A ship carrying grain finally left the Ukrainian port Odesa under a safe passage agreement, making it the first departure since the Russian invasion blocked all shipping through the Black Sea.
Ukrainian and Turkish officials confirmed that the first Ukraine grain ship bound for Lebanon left the port and that more ships are to follow.
Ukraine’s foreign minister called it “a day of relief for the world,”, especially for countries threatened by food shortages and hunger because of the disrupted shipments.
The shipment was made possible after the United Nations and Turkey brokered a new agreement between Russia and Ukraine for grain and fertilizer exports.
It represented a rare diplomatic breakthrough in the ongoing Russian invasion of Ukraine, which continues with no resolution or end in sight.
Infrastructure Minister Oleksandr Kubrakov said “The first grain ship since #RussianAggression has left the port. Today Ukraine, together with its partners, makes another step to prevent world hunger.”
The ship, named Razoni, is headed to Lebanon, after transiting through the Bosporus Strait.
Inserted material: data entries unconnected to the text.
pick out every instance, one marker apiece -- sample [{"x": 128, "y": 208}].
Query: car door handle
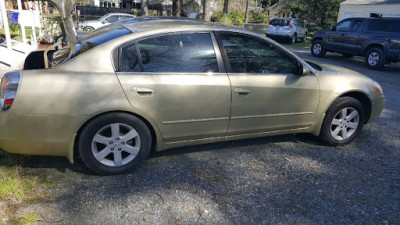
[
  {"x": 241, "y": 91},
  {"x": 142, "y": 90}
]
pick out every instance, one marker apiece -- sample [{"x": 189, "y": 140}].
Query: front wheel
[
  {"x": 304, "y": 38},
  {"x": 343, "y": 121},
  {"x": 293, "y": 39},
  {"x": 375, "y": 59},
  {"x": 317, "y": 49},
  {"x": 114, "y": 143}
]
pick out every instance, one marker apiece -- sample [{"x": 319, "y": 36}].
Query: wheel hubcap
[
  {"x": 317, "y": 48},
  {"x": 373, "y": 58},
  {"x": 345, "y": 123},
  {"x": 116, "y": 144}
]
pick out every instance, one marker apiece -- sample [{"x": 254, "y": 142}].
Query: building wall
[{"x": 389, "y": 10}]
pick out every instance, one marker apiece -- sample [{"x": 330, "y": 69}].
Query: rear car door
[
  {"x": 266, "y": 94},
  {"x": 335, "y": 36},
  {"x": 179, "y": 81}
]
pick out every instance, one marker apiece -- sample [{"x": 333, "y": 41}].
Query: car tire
[
  {"x": 343, "y": 121},
  {"x": 375, "y": 59},
  {"x": 347, "y": 55},
  {"x": 318, "y": 49},
  {"x": 114, "y": 143},
  {"x": 88, "y": 29},
  {"x": 304, "y": 38},
  {"x": 293, "y": 39}
]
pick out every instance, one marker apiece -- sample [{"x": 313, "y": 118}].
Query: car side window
[
  {"x": 355, "y": 25},
  {"x": 129, "y": 60},
  {"x": 192, "y": 52},
  {"x": 248, "y": 54},
  {"x": 343, "y": 26},
  {"x": 112, "y": 19}
]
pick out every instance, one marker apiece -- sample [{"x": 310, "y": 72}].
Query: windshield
[
  {"x": 279, "y": 22},
  {"x": 98, "y": 39}
]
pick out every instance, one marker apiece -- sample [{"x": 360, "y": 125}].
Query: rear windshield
[
  {"x": 279, "y": 22},
  {"x": 98, "y": 39}
]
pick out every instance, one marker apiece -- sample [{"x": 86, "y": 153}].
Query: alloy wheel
[
  {"x": 317, "y": 49},
  {"x": 116, "y": 144},
  {"x": 345, "y": 123}
]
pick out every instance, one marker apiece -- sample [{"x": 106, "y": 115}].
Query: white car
[{"x": 107, "y": 19}]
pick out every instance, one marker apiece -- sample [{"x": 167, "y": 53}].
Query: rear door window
[
  {"x": 192, "y": 52},
  {"x": 248, "y": 54}
]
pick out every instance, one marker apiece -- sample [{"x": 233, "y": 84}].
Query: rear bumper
[
  {"x": 378, "y": 104},
  {"x": 285, "y": 37},
  {"x": 36, "y": 135}
]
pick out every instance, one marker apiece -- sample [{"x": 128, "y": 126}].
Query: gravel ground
[{"x": 290, "y": 179}]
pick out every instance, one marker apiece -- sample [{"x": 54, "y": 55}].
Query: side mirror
[
  {"x": 306, "y": 71},
  {"x": 303, "y": 70}
]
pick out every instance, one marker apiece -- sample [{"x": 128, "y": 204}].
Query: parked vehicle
[
  {"x": 376, "y": 39},
  {"x": 288, "y": 29},
  {"x": 107, "y": 19},
  {"x": 165, "y": 84}
]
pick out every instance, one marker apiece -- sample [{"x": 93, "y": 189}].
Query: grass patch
[{"x": 26, "y": 219}]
When Russia invaded Ukraine on February 24, it also created a massive worldwide food and energy crisis. The United Nations has warned of the risk of multiple famines this year because of it.
Russia and Ukraine account for nearly a third of global wheat exports. But Western sanctions on Russia and fighting along Ukraine’s eastern seaboard had prevented grain ships from safely leaving ports.
The European Union and NATO welcomed today the departure of the grain shipment as a “first step” towards easing the food crisis caused by the Russian invasion.
But EU spokesman Peter Stano said Brussels still expects the “implementation of the whole deal and resumption of Ukrainian exports to the customers around the world.”
NATO Secretary General Jens Stoltenberg also separately said that western allies “strongly support the full implementation of the deal to ease the global food crisis caused by Russia’s war in Ukraine”.